Мадам Франсине она призналась:
— Я полностью изменю свою жизнь. Я была поверхностной и стремилась к удовольствиям. В свое оправдание я могу лишь сказать, что у меня тогда не было ничего, что действительно доставляло бы мне радость. Но, став матерью, я стану заботиться только о моем ребенке и о его воспитании.
Но прежде всего она хотела по совету своего брата Иосифа расстаться со своими многочисленными бесхарактерными друзьями.
Людовик очень заботился о своей жене и каждый день просил ее беречь себя.
— Его величество трогательно относится к королеве, — сказала принцесса де Ламбаль, лучшая подруга Марии-Антуанетты, — но он не в состоянии оградить ее от памфлетов, карикатур и злобных стихов.
В соборах страны затягивали благодарственные гимны за давно ожидаемую беременность, и всюду верующие молились, чтобы роды прошли без осложнений и ребенок родился здоровым.
А тем временем у меня дома снова появилось пополнение. В тридцать семь лет Бабетта произвела на свет двух чудесных девочек. У моего дяди Эмиля теперь было пятеро детей.
Мама писала мне:
«Если бы все зависело от желания Эмиля, то малышки стали бы далеко не последними нашими детьми. Он не может дождаться, когда я покину постель роженицы и он снова сможет делить со мной ложе».
— Не ему же рожать, — сухо заметила на это мадам Франсина.
Ранним утром 18 декабря 1778 года у королевы начались схватки. Рожать при дворе в то время было в высшей степени варварским занятием, потому что происходило на глазах у многих.
Ложе роженицы только слегка отгораживали ширмой, и помещение, в котором происходило «радостное событие», было битком набито людьми. Всем, кто имел титул и имя, дозволялось присутствовать при разрешении королевы от бремени и таким образом свидетельствовать, что ребенка не подменили.

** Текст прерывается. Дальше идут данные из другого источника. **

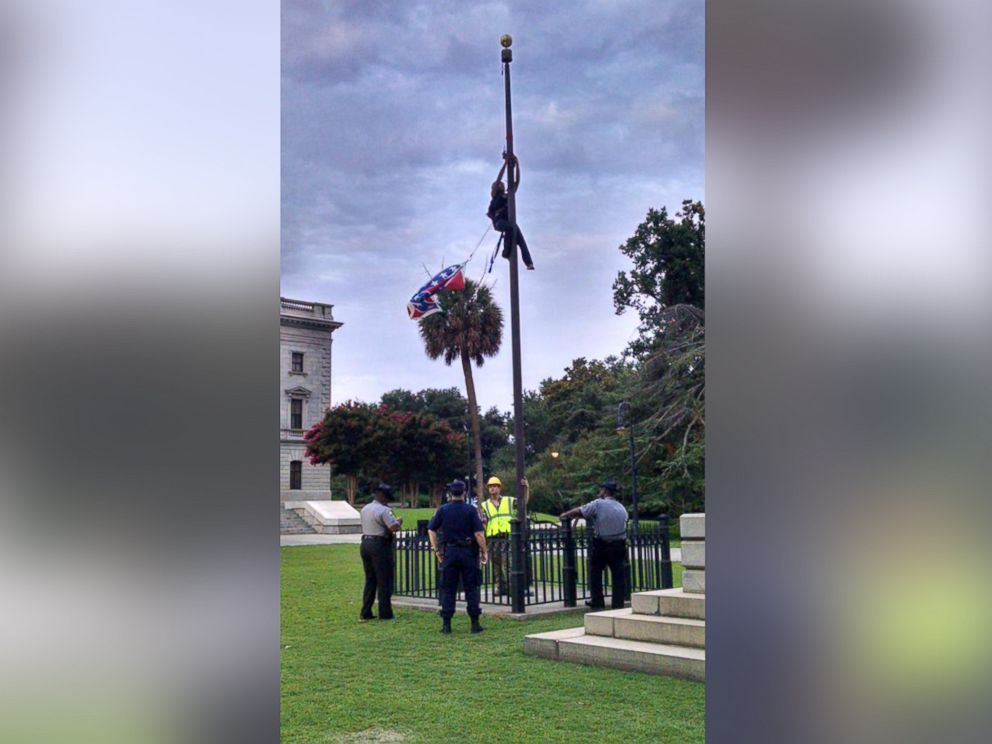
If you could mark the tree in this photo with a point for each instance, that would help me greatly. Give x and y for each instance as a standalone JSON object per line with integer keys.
{"x": 666, "y": 288}
{"x": 669, "y": 256}
{"x": 378, "y": 442}
{"x": 470, "y": 329}
{"x": 343, "y": 438}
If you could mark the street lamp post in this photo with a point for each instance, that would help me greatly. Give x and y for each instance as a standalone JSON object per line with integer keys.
{"x": 623, "y": 413}
{"x": 517, "y": 576}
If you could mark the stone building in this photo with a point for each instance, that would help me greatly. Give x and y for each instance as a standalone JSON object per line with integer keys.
{"x": 305, "y": 330}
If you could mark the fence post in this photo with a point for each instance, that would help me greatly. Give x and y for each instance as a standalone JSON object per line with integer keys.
{"x": 517, "y": 580}
{"x": 666, "y": 554}
{"x": 568, "y": 564}
{"x": 628, "y": 551}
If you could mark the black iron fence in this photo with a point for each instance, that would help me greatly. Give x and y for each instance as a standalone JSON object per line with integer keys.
{"x": 557, "y": 565}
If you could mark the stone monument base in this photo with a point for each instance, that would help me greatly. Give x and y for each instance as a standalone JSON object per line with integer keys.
{"x": 326, "y": 517}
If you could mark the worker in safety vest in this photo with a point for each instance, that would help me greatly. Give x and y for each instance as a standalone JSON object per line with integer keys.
{"x": 497, "y": 511}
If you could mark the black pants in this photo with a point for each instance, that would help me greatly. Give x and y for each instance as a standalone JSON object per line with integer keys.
{"x": 460, "y": 563}
{"x": 377, "y": 559}
{"x": 504, "y": 227}
{"x": 605, "y": 554}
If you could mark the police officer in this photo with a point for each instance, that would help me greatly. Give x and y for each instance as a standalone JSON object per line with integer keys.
{"x": 609, "y": 544}
{"x": 459, "y": 554}
{"x": 378, "y": 526}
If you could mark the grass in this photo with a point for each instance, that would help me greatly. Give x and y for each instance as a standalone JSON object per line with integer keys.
{"x": 402, "y": 681}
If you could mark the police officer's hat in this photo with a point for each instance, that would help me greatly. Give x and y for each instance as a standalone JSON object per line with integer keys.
{"x": 610, "y": 485}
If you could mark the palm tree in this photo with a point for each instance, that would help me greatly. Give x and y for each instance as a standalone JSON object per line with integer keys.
{"x": 469, "y": 329}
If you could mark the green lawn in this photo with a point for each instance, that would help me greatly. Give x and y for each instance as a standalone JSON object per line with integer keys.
{"x": 402, "y": 681}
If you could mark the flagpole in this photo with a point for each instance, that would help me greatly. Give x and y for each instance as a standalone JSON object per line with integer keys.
{"x": 518, "y": 578}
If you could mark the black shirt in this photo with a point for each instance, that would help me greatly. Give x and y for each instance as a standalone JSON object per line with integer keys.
{"x": 459, "y": 521}
{"x": 497, "y": 208}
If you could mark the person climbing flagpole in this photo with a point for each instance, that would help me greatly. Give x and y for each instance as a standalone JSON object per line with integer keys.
{"x": 518, "y": 528}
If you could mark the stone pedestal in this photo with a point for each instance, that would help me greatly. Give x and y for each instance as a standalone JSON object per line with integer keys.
{"x": 663, "y": 631}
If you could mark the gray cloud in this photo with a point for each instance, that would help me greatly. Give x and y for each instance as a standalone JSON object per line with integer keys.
{"x": 392, "y": 131}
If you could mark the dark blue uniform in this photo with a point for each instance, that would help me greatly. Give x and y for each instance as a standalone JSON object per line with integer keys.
{"x": 460, "y": 522}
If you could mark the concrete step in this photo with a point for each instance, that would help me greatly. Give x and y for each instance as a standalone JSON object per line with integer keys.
{"x": 546, "y": 644}
{"x": 676, "y": 631}
{"x": 290, "y": 523}
{"x": 619, "y": 653}
{"x": 670, "y": 603}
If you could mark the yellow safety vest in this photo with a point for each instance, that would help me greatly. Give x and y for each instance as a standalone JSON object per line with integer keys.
{"x": 499, "y": 517}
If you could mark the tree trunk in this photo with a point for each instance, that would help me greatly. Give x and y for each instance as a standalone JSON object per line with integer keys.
{"x": 473, "y": 413}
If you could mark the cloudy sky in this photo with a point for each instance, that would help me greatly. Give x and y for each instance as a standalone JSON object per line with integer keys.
{"x": 393, "y": 129}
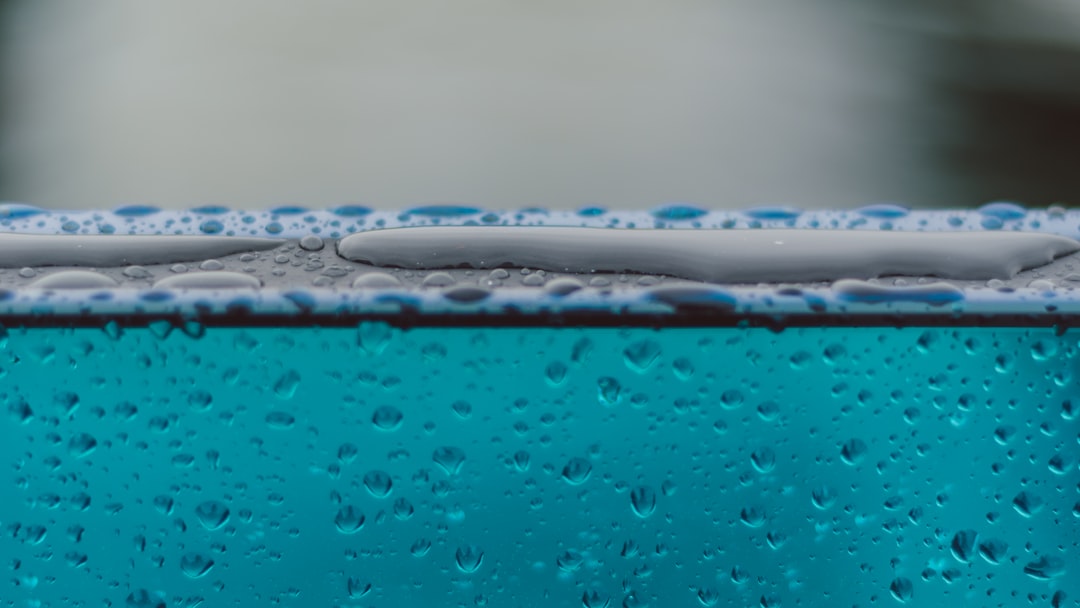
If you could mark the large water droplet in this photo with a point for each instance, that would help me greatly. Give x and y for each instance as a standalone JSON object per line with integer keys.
{"x": 196, "y": 565}
{"x": 764, "y": 459}
{"x": 1027, "y": 503}
{"x": 993, "y": 550}
{"x": 902, "y": 589}
{"x": 469, "y": 558}
{"x": 640, "y": 355}
{"x": 81, "y": 445}
{"x": 280, "y": 420}
{"x": 349, "y": 519}
{"x": 1045, "y": 568}
{"x": 378, "y": 483}
{"x": 212, "y": 514}
{"x": 963, "y": 545}
{"x": 387, "y": 418}
{"x": 449, "y": 458}
{"x": 286, "y": 383}
{"x": 853, "y": 451}
{"x": 610, "y": 390}
{"x": 643, "y": 500}
{"x": 374, "y": 336}
{"x": 358, "y": 588}
{"x": 577, "y": 471}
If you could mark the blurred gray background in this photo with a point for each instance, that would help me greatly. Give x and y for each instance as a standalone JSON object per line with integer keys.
{"x": 617, "y": 103}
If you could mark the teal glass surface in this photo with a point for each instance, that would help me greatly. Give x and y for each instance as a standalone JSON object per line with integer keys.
{"x": 540, "y": 467}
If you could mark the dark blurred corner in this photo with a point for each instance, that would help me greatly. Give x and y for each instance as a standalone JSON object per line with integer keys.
{"x": 4, "y": 83}
{"x": 629, "y": 105}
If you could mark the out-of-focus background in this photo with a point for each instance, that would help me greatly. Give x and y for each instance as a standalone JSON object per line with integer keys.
{"x": 625, "y": 104}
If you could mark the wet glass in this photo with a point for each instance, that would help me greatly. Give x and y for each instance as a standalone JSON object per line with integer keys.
{"x": 264, "y": 413}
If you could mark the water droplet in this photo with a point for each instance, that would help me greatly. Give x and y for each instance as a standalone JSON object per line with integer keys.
{"x": 142, "y": 598}
{"x": 280, "y": 420}
{"x": 469, "y": 558}
{"x": 349, "y": 519}
{"x": 378, "y": 483}
{"x": 75, "y": 280}
{"x": 437, "y": 280}
{"x": 643, "y": 500}
{"x": 594, "y": 598}
{"x": 731, "y": 399}
{"x": 569, "y": 561}
{"x": 577, "y": 471}
{"x": 348, "y": 453}
{"x": 376, "y": 281}
{"x": 81, "y": 445}
{"x": 387, "y": 418}
{"x": 853, "y": 451}
{"x": 640, "y": 355}
{"x": 563, "y": 286}
{"x": 374, "y": 336}
{"x": 1027, "y": 503}
{"x": 753, "y": 516}
{"x": 449, "y": 458}
{"x": 610, "y": 390}
{"x": 555, "y": 373}
{"x": 1045, "y": 568}
{"x": 902, "y": 589}
{"x": 764, "y": 459}
{"x": 196, "y": 565}
{"x": 212, "y": 514}
{"x": 993, "y": 550}
{"x": 522, "y": 460}
{"x": 707, "y": 596}
{"x": 963, "y": 545}
{"x": 214, "y": 280}
{"x": 286, "y": 383}
{"x": 311, "y": 243}
{"x": 356, "y": 588}
{"x": 683, "y": 368}
{"x": 883, "y": 211}
{"x": 677, "y": 212}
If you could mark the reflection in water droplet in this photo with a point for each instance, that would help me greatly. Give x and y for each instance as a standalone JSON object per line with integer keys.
{"x": 577, "y": 471}
{"x": 196, "y": 565}
{"x": 349, "y": 519}
{"x": 449, "y": 458}
{"x": 643, "y": 500}
{"x": 469, "y": 558}
{"x": 212, "y": 514}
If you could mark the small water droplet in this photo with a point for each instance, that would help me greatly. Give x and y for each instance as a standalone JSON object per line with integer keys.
{"x": 853, "y": 451}
{"x": 196, "y": 565}
{"x": 286, "y": 383}
{"x": 963, "y": 545}
{"x": 212, "y": 514}
{"x": 349, "y": 519}
{"x": 387, "y": 418}
{"x": 280, "y": 420}
{"x": 81, "y": 445}
{"x": 378, "y": 483}
{"x": 577, "y": 471}
{"x": 902, "y": 589}
{"x": 449, "y": 459}
{"x": 469, "y": 558}
{"x": 643, "y": 500}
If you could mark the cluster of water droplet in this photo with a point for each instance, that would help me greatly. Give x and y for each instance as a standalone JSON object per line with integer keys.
{"x": 571, "y": 467}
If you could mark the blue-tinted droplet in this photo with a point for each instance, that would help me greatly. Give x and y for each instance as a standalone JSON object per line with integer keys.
{"x": 387, "y": 418}
{"x": 469, "y": 558}
{"x": 449, "y": 458}
{"x": 677, "y": 213}
{"x": 577, "y": 471}
{"x": 212, "y": 514}
{"x": 643, "y": 500}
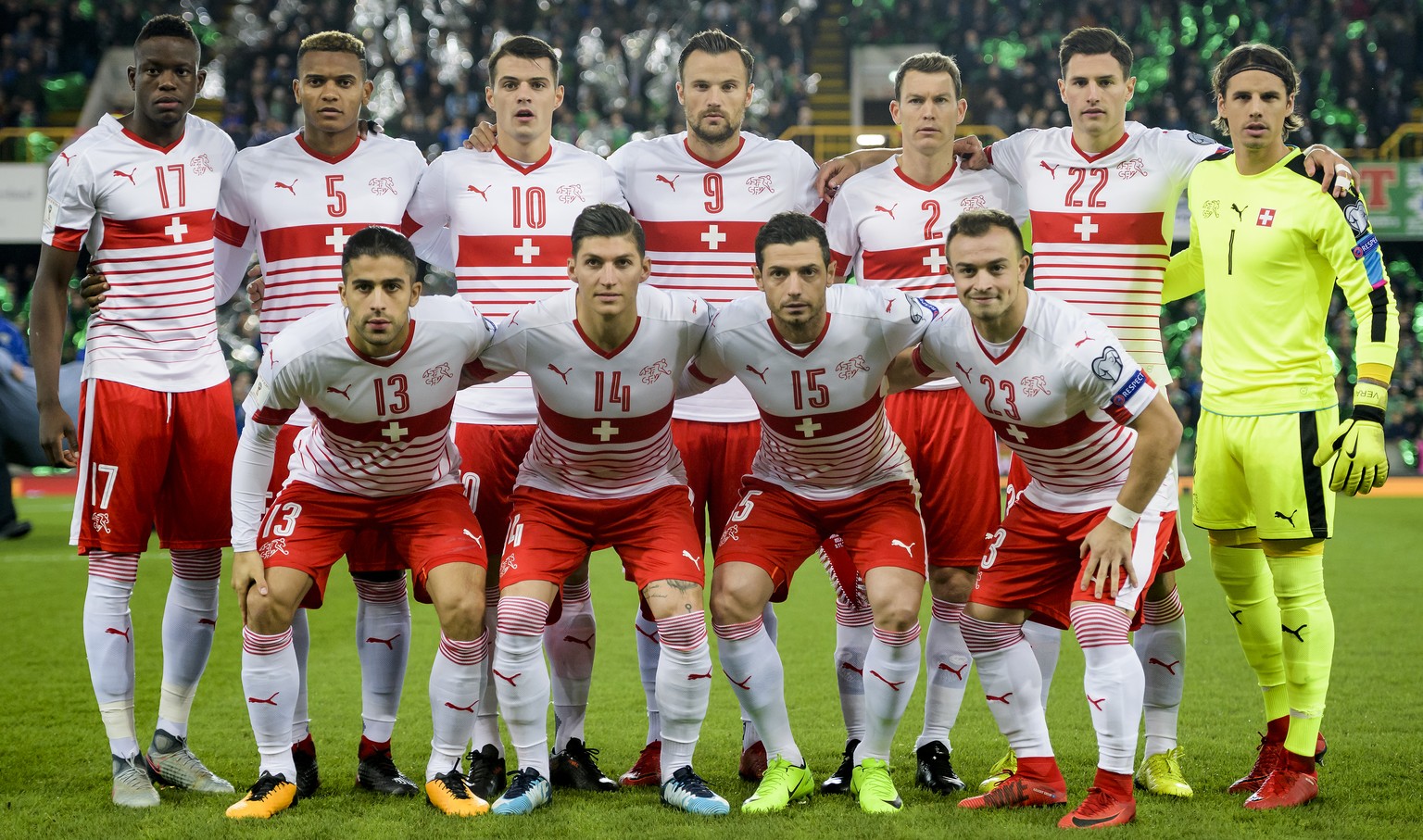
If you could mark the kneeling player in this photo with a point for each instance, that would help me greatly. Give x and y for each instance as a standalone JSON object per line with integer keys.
{"x": 379, "y": 373}
{"x": 1082, "y": 543}
{"x": 814, "y": 357}
{"x": 602, "y": 470}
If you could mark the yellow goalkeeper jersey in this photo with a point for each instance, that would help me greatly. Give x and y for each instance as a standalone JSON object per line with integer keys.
{"x": 1268, "y": 249}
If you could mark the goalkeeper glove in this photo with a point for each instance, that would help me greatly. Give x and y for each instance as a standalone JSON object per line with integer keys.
{"x": 1362, "y": 464}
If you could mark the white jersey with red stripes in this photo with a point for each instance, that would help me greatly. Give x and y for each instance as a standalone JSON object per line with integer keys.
{"x": 510, "y": 227}
{"x": 825, "y": 432}
{"x": 296, "y": 207}
{"x": 1102, "y": 224}
{"x": 604, "y": 418}
{"x": 145, "y": 215}
{"x": 1059, "y": 394}
{"x": 382, "y": 426}
{"x": 702, "y": 218}
{"x": 888, "y": 231}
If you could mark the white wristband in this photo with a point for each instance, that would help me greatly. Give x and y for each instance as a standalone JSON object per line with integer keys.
{"x": 1123, "y": 516}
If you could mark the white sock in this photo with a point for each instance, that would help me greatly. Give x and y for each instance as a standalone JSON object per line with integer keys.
{"x": 383, "y": 644}
{"x": 456, "y": 683}
{"x": 1046, "y": 644}
{"x": 645, "y": 631}
{"x": 270, "y": 683}
{"x": 571, "y": 643}
{"x": 1113, "y": 683}
{"x": 487, "y": 722}
{"x": 891, "y": 671}
{"x": 190, "y": 620}
{"x": 854, "y": 628}
{"x": 521, "y": 680}
{"x": 108, "y": 643}
{"x": 1160, "y": 646}
{"x": 684, "y": 686}
{"x": 750, "y": 661}
{"x": 300, "y": 646}
{"x": 948, "y": 662}
{"x": 1011, "y": 683}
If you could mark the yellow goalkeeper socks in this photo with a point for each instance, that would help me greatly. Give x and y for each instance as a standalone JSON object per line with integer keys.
{"x": 1306, "y": 635}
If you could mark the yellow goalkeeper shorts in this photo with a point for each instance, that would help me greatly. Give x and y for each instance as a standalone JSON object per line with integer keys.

Мадам дю Плесси тоже удостоилась такой чести.
— Я сама еще никогда не была матерью и не присутствовала при родах, разве что у кобыл и коров, — смущенно сказала она, — надеюсь, я не упаду в обморок.
Меня она взяла с собой в качестве «хранительницы флакончика с нюхательными солями», и эта вещь оказалась как нельзя кстати. Из-за большого количества народа и запаха от роженицы дышалось с трудом, к тому же по старинному обычаю окна оставались закрытыми.
— Что за средневековая глупость, — недовольно поморщилась мадам Франсина, веля мне держать флакончик с оживляющей эссенцией под ее носом. — Повезет тому, кто тут не задохнется.
Королева, должно, быть очень мучилась; тем больше было ее разочарование, когда ребенок оказался девочкой, которая, согласно действующему праву, не могла взойти на трон. Из-за усилий при потугах, а также из-за спертого воздуха в родильных покоях Антуанетта потеряла сознание, и придворные врачи долго не могли привести ее в чувство.